042 Example 10-Text Word Frequency Statistics

Keywords: Lambda encoding

Catalog

1. Analysis of "Text Word Frequency Statistics"

1.1 Problem Analysis

Text Frequency Statistics

  • Requirements: What words appear in an article?Which words appear the most?
  • What should I do?

English Text-->Chinese Text

  • English text: Hamlet analysis of word frequency

Students who want the Hamlet text can send me WeChat: nickchen121

  • Chinese Text: Analytical Characters in the Romance of the Three Kingdoms

Students who want the text of the Three Kingdoms can add me WeChat: nickchen121

2. "Hamlet English Word Frequency Statistics" Example Explanation

  • Text denoising and normalization
  • Use dictionaries to express word frequencies
# CalHamletV1.py


def getText():
    txt = open("hamlet.txt", "r").read()
    txt = txt.lower()
    for ch in '!"#$%&()*+,-./:;<=>?@[\\]^_'{|}~':
        txt = txt.replace(ch, " ")
    return txt


hamletTxt = getText()
words = hamletTxt.split()
counts = {}
for word in words:
    counts[word] = counts.get(word, 0) + 1
items = list(counts.items())
items.sort(key=lambda x: x[1], reverse=True)
for i in range(10):
    word, count = items[i]
    print("{0:<10}{1:>5}".format(word, count))
the         948
and         855
to          650
of          581
you         494
a           468
my          447
i           443
in          373
hamlet      361
  • Run results sorted from large to small
  • Observe the number of occurrences of words

3. Explanation of "Person appearance statistics in the Romance of the Three Kingdoms" as an example (1)

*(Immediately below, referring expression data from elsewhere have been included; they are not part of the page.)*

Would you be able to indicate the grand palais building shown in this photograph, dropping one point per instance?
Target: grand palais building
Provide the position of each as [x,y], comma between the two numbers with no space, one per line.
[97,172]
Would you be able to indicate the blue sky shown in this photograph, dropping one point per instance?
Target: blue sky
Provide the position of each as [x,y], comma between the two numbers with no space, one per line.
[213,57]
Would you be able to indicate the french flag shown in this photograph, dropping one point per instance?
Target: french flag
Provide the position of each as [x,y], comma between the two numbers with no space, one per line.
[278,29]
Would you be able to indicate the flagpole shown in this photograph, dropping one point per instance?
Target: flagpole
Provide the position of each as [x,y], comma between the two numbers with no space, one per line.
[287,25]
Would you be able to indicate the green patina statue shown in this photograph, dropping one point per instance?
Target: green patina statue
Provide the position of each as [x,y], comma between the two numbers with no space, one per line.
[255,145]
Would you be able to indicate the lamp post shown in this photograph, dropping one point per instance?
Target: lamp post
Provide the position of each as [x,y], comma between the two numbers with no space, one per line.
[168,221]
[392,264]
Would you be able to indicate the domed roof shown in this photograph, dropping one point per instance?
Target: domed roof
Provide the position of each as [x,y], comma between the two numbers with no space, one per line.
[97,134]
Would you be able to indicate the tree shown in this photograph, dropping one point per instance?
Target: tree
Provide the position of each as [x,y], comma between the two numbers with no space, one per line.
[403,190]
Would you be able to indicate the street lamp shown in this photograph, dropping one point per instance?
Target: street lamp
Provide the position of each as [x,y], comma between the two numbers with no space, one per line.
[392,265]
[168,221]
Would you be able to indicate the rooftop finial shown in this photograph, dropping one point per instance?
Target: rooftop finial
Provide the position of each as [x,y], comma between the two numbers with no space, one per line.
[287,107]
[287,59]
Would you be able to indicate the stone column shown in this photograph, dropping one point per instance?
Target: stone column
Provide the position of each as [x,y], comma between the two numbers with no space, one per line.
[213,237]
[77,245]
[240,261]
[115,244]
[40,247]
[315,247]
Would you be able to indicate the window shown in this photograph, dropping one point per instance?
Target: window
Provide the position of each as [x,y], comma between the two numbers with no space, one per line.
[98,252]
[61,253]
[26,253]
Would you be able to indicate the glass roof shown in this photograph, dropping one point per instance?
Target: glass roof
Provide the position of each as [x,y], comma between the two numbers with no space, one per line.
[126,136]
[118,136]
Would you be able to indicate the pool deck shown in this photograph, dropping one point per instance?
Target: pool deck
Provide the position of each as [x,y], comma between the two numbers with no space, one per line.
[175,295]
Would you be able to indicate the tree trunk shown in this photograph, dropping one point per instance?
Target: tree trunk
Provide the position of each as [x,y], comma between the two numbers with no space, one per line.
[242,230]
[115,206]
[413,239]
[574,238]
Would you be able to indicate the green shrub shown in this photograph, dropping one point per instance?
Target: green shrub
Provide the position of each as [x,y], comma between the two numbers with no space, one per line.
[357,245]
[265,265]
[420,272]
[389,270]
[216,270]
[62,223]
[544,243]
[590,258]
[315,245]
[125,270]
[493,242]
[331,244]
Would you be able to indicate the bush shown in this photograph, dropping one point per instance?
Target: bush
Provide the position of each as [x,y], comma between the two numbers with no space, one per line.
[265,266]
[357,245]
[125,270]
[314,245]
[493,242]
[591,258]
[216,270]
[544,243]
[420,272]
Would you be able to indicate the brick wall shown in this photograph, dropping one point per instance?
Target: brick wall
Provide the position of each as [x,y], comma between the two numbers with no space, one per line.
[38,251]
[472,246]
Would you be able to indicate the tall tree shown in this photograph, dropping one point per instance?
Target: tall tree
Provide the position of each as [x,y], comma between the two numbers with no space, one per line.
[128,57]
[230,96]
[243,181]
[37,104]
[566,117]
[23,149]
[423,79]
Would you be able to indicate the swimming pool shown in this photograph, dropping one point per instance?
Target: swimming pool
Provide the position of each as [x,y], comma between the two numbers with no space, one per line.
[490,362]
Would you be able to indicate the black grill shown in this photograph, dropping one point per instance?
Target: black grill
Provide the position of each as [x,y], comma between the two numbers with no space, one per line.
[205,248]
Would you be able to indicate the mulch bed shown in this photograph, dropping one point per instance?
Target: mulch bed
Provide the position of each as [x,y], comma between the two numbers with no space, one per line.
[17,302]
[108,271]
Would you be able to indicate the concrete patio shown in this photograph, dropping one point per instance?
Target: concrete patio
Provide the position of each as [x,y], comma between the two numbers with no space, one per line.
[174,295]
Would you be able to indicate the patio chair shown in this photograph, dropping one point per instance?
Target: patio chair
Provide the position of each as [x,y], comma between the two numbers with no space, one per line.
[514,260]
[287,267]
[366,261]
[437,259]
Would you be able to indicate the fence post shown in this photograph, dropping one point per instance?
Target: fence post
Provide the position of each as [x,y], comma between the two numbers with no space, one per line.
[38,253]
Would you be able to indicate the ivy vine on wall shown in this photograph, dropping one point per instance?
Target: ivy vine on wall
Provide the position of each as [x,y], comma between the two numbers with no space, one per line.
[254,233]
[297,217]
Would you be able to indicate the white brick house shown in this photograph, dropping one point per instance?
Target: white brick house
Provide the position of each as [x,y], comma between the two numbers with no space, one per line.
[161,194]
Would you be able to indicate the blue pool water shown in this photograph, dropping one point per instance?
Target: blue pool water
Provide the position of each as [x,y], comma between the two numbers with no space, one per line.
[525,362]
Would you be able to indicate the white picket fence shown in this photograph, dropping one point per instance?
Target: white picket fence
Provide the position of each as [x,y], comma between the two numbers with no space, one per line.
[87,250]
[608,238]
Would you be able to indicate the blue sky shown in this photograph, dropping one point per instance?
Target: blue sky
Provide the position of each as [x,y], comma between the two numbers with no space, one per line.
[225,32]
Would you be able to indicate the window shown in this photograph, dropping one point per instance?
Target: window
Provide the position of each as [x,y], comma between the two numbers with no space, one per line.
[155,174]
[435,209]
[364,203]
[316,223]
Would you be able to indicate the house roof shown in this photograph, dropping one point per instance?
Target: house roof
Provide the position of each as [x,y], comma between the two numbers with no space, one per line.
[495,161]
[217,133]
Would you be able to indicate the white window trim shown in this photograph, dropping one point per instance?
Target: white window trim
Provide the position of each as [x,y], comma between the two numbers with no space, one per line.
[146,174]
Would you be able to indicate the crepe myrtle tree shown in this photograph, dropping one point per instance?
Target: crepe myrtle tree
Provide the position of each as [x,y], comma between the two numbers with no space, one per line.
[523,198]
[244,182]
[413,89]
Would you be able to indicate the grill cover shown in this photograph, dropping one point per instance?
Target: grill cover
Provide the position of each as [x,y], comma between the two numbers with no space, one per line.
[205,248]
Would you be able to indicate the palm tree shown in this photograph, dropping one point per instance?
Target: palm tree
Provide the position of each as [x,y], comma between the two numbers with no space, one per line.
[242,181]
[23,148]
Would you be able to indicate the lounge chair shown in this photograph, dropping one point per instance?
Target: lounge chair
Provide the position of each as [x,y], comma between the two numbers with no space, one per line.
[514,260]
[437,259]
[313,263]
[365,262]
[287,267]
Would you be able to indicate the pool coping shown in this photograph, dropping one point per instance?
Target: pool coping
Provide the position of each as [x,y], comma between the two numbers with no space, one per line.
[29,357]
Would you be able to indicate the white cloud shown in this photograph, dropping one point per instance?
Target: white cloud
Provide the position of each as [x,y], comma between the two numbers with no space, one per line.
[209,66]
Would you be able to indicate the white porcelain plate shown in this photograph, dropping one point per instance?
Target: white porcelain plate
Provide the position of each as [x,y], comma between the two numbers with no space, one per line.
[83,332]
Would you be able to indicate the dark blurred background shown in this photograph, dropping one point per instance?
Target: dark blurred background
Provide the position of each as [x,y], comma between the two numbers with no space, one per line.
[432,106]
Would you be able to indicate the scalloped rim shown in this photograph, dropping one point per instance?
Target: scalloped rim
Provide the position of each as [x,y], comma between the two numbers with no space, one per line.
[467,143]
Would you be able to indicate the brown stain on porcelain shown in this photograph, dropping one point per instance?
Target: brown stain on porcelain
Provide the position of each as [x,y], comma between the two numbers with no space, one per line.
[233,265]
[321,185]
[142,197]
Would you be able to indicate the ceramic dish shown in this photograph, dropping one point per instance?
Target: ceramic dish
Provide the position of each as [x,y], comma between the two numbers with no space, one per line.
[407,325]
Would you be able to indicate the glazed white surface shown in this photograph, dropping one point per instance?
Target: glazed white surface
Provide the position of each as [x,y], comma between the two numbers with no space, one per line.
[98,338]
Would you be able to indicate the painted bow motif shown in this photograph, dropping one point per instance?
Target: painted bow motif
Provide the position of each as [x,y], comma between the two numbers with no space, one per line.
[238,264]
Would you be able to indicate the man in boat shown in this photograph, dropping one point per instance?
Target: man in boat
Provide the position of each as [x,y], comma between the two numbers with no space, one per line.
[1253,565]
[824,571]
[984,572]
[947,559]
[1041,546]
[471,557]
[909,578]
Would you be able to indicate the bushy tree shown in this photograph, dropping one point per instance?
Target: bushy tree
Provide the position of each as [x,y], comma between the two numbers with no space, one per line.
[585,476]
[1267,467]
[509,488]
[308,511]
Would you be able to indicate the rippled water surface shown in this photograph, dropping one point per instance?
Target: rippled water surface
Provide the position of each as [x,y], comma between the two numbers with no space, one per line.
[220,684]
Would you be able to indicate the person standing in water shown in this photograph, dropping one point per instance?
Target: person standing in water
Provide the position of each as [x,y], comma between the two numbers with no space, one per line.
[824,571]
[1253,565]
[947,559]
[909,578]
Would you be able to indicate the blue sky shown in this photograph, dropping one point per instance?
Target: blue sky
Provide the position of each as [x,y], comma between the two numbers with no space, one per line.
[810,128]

  • Chinese text participle
  • Use dictionaries to express word frequencies
# CalThreeKingdomsV1.py

import jieba
txt = open("threekingdoms.txt", "r", encoding="utf-8").read()
words = jieba.lcut(txt)
counts = {}
for word in words:
    if len(word) == 1:
        continue
    else:
        counts[word] = counts.get(word, 0) + 1
items = list(counts.items())
items.sort(key=lambda x: x[1], reverse=True)
for i in range(15):
    word, count = items[i]
    print("{0:<10}{1:>5}".format(word, count))
Building prefix dict from the default dictionary ...
Loading model from cache /var/folders/mh/krrg51957cqgl0rhgnwyylvc0000gn/T/jieba.cache
Loading model cost 1.030 seconds.
Prefix dict has been built succesfully.


Cao Cao 953
 Kongming 836
 General 772
 But say 656
 Xuande 585
 Guan Gong 510
 Premier 491
 Two people 469
 Not 440
 Jingzhou 425
 Xuan De said 390
 Kong Ming said 390
 Cannot 384
 So 378
 Zhang Fei 358

4. Explanation of "Person Appearance Statistics in the Romance of the Three Kingdoms"(2)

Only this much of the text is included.